There’s an old rule called Betteridge’s Law of Headlines.  It says “Any headline that ends in a question mark can be answered by the word no.” So, for example, if the headline is “Can chocolate cure cancer?” you can save the trouble of reading the article.  So if you want to save yourself time right now, you can answer the question “Do I Have A Virus?” with “No”, and voila! Free time!  If, however, you would like a little more detail, read on…

I’m going to eat your brains! Or your files, anyway.
(Zombies à Montréal, by Claude Robillard, CC BY 2.0)

Computer viruses have been around for longer than the internet.  The early ones were caught from floppy disks or on university networks.  They were written by malicious idiots, and they did little more than slow down computers and make them misbehave.  Over time, as computers became more connected and more important, the malicious idiots developed new types of virus, including ones that scramble all your files and demand a ransom for their safe return.  But the basic principle remains: viruses slow down your computer and make them misbehave.

It follows logically, then, that if your computer is slow and misbehaving, you might have a virus.  It’s a fair assumption!  But after many years in this job, I’ve only seen three viruses.  Here’s the story of each of them, with useful hints on how to not be the fourth.

Virus #1: The Special Offer

The first virus I saw in the wild was one of those file-scrambling types, usually called ransomware because it comes with a demand for a ransom to get your files unscrambled.  The customer was lucky in that they had hard copies of the few files that were caught, but it still meant lots of typing to reinstate all the data, and they used it as an excuse to upgrade to a new computer so I guess in a sense it was still pretty expensive.  The virus came from an email that someone had opened: an offer of a too-good-to-be-true discount on plane flights.  All it took was some careless clicking and the virus had control of the computer, whereupon it had its wicked way with the files and the result was a big expensive mess.

The lesson from that was twofold.  If the client had kept backups, they would have been able to use them and save a lot of typing.  They did have a backup system in place, but they hadn’t used it recently enough, so it was useless.  So remember that: keep backups regularly.  And second, if they had been a little more careful about this offer of free stuff, they would never have clicked, clicked and clicked again to allow it to run riot.  It took a lot of careless clicking to get from email to download to launching a program!  So that’s the other lesson: don’t click on stuff that you don’t have a reason to trust.

Virus #2: The Faker

A while later I saw what looked like another ransomware attack, but it was a fake.  This time, my client was operating without an anti-virus program, and they clicked on a website with an infected advertisement.  Up popped a message, they clicked it innocently, the computer downloaded a nasty program and they were locked out of the computer.

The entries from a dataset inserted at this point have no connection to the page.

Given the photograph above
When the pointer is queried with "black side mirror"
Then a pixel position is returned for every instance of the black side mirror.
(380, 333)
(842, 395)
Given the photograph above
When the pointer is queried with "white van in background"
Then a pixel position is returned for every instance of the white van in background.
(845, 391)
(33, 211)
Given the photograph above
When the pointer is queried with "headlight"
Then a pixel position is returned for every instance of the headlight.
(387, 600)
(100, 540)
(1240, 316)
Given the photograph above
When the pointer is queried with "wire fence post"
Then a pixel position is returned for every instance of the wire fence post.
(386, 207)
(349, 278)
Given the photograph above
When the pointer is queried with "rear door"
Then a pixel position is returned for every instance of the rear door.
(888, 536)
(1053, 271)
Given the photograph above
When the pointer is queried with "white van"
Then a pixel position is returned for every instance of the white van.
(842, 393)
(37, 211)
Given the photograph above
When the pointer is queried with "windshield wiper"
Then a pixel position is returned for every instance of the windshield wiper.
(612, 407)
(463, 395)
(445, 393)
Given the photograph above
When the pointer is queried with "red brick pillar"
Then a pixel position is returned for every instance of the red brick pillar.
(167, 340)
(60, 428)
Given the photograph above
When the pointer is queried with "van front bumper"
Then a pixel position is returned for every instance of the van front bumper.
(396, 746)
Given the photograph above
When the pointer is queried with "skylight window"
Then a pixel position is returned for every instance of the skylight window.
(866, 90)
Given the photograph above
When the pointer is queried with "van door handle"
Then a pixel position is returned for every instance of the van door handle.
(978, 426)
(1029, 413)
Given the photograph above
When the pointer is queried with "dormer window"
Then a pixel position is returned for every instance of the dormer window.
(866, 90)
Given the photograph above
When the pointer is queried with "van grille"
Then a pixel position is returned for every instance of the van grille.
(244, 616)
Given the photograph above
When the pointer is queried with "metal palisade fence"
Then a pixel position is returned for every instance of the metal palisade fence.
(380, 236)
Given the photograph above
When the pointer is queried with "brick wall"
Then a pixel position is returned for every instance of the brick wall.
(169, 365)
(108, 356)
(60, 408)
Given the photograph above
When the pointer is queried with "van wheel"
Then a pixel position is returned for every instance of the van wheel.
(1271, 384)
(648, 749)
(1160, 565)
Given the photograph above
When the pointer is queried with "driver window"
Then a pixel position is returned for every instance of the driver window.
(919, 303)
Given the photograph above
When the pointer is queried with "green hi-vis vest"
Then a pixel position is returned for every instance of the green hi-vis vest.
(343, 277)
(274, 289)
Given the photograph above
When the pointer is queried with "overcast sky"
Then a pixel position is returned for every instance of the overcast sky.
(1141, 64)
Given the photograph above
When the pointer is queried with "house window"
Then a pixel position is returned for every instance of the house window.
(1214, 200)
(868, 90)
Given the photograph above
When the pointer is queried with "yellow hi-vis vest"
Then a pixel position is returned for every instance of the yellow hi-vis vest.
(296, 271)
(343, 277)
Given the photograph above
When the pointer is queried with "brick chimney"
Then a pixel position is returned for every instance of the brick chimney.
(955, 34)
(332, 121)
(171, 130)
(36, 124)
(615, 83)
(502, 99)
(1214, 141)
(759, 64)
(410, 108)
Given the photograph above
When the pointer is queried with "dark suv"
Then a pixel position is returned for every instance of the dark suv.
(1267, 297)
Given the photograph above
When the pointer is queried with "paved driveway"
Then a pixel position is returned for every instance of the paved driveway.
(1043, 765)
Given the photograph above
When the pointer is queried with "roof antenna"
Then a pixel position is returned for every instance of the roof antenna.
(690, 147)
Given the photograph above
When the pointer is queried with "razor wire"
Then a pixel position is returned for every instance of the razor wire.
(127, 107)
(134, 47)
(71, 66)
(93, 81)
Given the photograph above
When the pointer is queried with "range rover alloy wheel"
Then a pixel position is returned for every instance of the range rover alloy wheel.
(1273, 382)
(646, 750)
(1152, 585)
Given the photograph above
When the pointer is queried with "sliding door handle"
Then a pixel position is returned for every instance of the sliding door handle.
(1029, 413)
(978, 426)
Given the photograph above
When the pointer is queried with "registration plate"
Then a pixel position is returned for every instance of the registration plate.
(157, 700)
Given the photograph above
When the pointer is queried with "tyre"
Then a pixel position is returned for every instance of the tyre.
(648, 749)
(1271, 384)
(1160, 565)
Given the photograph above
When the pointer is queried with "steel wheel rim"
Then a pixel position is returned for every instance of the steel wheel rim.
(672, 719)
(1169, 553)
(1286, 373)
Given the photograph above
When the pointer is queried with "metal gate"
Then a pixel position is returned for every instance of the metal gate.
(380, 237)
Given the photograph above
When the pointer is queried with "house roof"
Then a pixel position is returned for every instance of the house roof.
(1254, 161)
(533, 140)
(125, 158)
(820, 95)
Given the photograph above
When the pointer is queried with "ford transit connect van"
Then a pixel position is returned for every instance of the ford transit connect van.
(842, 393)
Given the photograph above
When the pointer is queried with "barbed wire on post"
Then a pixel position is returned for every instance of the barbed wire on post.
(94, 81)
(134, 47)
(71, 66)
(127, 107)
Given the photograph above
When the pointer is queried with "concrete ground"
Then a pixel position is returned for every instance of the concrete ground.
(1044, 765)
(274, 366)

Something about the scary ransom demand looked a bit off, though, so I investigated and found out the truth: rather than scrambling all my client’s files, this particular virus just denied access to them, replacing the usual desktop and Start Menu with a big message box.  I overrode the message box and found the program that was causing the problem, and all the files were safe!

Then I installed an anti-virus and an ad blocker, two useful tools that nobody should be without.  The lesson is: let the computer protect you from the nasties.

Virus #3: The Real Deal

I was beginning to think ransomware was the only kind of virus anyone got any more, until another client taught me otherwise.  This was a typical situation: slow computer, misbehaving programs. Of course, I checked all the other potential causes, but the memory and disk space were OK and the internet connection was no worse than usual. But then the client mentioned that her grandson had been using the computer to download some music, so I checked what had actually been downloaded, and there it was: a dodgy “media player” that was well known for installing other even dodgier programs — including, as it happened, three nasty little viruses.

I did a thorough job of cleaning it up, made sure the anti-virus software was working, and advised my client to keep an eye on her grandson in future. I also made sure that he could only log in to a restricted account on the computer — one that could play games and look at the web but could not install any other programs.  That’s the lesson: don’t let people use your computer in “Administrator” mode.  It sounds complicated, but setting up and using separate accounts for each person is a good practice, and cheaper than calling me out to delouse the computer every time someone does something silly.

So what have we learned?

Those tales are pretty rare.  The vast majority of computer problems are caused by slow internet, insufficient memory and occasional hardware failure. Viruses, even ransomware, don’t come around all that often.  But you can turn “rare” into “never” by following the lessons: be careful, even a little paranoid; arrange things so that the computer protects you as much as possible; and make some simple changes to how you use your computer so that nasties can’t bite you.  As always, I’m available to help you work that all out.